En aquel momento, pensé que mi padre sería injusto si achacara mi silencio a una conducta viciosa o a una falta de consideración por mi parte, pero ahora estoy convencido de que no se equivocaba en absoluto cuando pensaba que probablemente yo no estaba libre de toda culpa. Un ser humano que desea ser perfecto siempre debe mantener la calma y la mente serena, y nunca debe permitir que la pasión o un deseo pasajero enturbie su tranquilidad. No creo que la búsqueda del conocimiento sea una excepción a esta regla. Si el estudio al cual uno se entrega tiene una tendencia a debilitar los afectos y a destruir el gusto que se tiene por esos sencillos placeres en los cuales nada debe interferir, entonces esa disciplina es, con toda seguridad, perjudicial, es decir, impropia de la mente humana. Si esta regla se observara siempre —si ningún hombre permitiera que nada en absoluto interfiriera en su tranquilidad y en sus afectos familiares—, Grecia jamás se habría visto esclavizada, César habría conservado su patria, América habría sido descubierta más gradualmente y los imperios de México y Perú no habrían sido destruidos.
Pero me he descuidado y estoy moralizando en la parte más interesante de mi relato; y sus miradas me recuerdan que debo continuar.

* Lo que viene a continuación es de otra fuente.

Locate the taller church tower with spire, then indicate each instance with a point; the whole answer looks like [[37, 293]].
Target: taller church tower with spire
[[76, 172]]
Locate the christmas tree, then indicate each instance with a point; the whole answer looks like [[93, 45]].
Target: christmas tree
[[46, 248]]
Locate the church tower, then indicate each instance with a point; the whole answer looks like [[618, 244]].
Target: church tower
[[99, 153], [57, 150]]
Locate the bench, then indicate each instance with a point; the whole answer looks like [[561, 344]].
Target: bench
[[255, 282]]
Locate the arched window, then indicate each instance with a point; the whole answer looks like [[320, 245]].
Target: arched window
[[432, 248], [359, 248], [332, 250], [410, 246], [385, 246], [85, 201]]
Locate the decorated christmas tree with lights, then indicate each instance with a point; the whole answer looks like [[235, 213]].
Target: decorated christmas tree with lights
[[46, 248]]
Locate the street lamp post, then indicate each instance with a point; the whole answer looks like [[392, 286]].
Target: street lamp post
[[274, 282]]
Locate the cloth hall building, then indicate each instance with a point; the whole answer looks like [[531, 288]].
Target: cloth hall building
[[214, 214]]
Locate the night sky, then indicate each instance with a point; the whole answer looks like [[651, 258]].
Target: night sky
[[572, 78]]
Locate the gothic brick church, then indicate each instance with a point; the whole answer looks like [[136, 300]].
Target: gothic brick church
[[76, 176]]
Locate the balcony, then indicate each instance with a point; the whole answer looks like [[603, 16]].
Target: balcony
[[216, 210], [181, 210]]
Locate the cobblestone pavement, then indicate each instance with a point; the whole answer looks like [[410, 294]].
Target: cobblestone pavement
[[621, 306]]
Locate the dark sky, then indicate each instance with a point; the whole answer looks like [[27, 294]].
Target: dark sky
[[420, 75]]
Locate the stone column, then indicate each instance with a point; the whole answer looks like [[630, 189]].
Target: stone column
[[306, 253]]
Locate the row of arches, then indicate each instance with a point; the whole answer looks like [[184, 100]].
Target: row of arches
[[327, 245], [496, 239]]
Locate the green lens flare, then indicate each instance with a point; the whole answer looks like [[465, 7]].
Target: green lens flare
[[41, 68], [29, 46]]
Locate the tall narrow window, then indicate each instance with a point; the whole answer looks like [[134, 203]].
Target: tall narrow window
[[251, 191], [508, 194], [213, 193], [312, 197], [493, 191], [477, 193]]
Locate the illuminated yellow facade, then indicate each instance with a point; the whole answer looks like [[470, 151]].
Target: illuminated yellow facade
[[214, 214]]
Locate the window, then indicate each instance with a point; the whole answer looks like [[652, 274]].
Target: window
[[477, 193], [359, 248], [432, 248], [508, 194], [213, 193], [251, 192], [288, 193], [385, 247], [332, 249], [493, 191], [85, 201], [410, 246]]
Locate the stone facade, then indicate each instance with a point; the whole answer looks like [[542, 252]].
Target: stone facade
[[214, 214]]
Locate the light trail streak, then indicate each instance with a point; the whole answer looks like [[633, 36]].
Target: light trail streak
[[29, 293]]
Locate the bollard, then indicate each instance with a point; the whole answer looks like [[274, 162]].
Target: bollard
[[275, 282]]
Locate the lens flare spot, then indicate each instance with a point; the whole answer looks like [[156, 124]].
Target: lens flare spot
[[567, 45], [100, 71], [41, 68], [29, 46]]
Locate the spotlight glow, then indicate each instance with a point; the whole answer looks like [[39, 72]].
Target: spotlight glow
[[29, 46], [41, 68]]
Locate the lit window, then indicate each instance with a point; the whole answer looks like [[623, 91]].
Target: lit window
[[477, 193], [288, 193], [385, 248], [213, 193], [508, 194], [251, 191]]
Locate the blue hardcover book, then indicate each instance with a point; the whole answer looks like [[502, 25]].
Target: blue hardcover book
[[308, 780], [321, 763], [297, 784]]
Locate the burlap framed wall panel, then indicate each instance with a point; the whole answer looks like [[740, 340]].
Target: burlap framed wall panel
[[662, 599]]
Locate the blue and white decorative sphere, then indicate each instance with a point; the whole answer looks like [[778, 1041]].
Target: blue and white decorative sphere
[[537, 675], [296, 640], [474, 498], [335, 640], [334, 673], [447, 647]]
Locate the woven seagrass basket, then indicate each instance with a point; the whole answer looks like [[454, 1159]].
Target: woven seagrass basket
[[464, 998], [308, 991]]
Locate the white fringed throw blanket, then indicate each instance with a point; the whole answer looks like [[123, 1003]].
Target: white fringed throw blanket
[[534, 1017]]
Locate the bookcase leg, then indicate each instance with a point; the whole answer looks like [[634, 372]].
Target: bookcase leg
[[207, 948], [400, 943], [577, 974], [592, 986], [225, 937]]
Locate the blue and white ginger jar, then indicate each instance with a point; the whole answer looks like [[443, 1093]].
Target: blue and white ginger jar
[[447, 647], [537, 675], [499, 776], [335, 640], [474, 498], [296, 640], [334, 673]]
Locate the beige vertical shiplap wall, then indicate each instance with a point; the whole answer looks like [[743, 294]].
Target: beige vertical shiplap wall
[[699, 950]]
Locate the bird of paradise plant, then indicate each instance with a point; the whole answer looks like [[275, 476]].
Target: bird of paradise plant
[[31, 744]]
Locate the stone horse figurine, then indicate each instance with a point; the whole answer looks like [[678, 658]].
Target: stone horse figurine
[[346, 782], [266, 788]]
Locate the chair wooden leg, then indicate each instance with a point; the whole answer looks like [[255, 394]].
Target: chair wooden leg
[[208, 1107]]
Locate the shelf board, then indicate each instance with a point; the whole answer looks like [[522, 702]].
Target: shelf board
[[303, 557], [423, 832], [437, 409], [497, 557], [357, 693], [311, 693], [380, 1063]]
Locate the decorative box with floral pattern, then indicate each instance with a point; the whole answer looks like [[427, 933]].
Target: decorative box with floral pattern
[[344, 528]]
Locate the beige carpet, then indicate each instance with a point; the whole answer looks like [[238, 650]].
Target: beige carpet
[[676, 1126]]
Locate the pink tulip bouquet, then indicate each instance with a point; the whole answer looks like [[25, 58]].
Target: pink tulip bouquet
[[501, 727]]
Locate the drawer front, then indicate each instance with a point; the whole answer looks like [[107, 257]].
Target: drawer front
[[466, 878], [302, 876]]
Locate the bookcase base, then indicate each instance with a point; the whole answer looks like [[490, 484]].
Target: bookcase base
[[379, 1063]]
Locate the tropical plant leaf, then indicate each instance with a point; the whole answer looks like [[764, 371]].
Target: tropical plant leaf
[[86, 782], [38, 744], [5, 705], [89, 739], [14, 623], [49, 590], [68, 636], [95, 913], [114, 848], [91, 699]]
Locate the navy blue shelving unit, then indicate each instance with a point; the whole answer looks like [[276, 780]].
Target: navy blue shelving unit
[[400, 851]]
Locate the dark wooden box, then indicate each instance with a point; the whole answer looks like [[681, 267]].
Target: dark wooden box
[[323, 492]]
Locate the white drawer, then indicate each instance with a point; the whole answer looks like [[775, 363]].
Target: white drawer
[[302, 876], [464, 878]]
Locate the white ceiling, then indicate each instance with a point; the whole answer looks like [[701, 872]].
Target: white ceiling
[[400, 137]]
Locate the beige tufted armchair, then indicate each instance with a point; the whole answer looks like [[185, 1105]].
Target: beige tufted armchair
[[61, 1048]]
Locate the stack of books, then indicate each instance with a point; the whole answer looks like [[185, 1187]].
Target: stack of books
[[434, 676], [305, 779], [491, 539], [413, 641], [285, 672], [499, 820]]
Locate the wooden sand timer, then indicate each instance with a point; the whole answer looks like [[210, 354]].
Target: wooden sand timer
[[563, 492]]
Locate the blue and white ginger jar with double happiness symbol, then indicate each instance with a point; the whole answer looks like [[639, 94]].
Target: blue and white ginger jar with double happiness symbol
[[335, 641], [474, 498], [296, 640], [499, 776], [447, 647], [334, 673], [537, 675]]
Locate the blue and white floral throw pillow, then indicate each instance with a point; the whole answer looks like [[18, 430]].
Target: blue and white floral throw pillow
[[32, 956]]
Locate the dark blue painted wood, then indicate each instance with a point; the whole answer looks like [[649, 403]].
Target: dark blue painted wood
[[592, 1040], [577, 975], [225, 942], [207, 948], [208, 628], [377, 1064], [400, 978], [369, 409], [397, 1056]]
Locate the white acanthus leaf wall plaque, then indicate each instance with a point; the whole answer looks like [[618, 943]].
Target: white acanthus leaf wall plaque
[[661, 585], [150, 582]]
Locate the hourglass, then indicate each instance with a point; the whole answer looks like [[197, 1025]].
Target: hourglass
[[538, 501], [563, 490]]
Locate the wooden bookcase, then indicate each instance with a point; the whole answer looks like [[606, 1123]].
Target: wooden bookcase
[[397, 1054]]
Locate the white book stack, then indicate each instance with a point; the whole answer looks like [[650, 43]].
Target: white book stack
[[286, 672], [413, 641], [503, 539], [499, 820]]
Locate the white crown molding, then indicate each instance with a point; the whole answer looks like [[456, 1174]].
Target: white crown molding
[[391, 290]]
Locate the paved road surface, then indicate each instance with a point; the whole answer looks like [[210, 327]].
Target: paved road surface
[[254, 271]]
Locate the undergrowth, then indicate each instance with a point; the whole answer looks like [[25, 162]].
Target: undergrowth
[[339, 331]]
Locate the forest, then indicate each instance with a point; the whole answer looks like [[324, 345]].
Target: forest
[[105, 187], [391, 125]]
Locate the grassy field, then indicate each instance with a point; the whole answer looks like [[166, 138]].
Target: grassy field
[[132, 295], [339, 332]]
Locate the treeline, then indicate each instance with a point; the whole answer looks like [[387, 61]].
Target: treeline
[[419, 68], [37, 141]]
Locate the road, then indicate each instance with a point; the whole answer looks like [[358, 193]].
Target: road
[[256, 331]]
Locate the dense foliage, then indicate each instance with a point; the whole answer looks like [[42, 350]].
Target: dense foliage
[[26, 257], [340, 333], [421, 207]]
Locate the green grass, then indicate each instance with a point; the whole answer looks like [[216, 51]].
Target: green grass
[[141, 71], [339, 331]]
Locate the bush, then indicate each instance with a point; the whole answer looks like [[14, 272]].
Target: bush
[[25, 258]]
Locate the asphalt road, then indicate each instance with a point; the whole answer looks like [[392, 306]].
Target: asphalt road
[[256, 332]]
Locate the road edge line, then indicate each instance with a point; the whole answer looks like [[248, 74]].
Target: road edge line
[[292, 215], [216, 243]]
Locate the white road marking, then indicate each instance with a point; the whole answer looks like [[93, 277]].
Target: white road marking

Mi padre no me hacía ningún reproche en sus cartas, y sólo hizo referencia a mi silencio preguntándome con más insistencia que antes por mis ocupaciones. Pasó el invierno, la primavera y el verano mientras yo permanecía ocupado en mis trabajos, pero yo no vi cómo florecían los árboles ni cómo se llenaban de hojas —y estos eran espectáculos que antes siempre me habían proporcionado un enorme deleite. Tan ocupado estaba en mi trabajo. Las hojas de aquel año se marchitaron antes de que mi trabajo se hubiera acercado a su final. Y cada día me mostraba claramente que lo estaba consiguiendo. Pero mi ansiedad amargaba mi entusiasmo y, más que un artista ocupado en su entretenimiento favorito, parecía un esclavo condenado a la esclavitud encadenada en las minas o a cumplir con cualquier otro trabajo infame. Todas las noches tenía un poco de fiebre y me convertí en una persona nerviosa, hasta extremos doloroso; era un sufrimiento que lamentaba tanto, más cuando, hasta entonces, yo había gozado siempre de una excelente salud y siempre había presumido de estabilidad emocional. Pero yo creía que el aire libre y las diversiones eliminarían pronto aquellos síntomas, y me prometí disfrutar de esos entretenimientos cuando finalizara mi creación.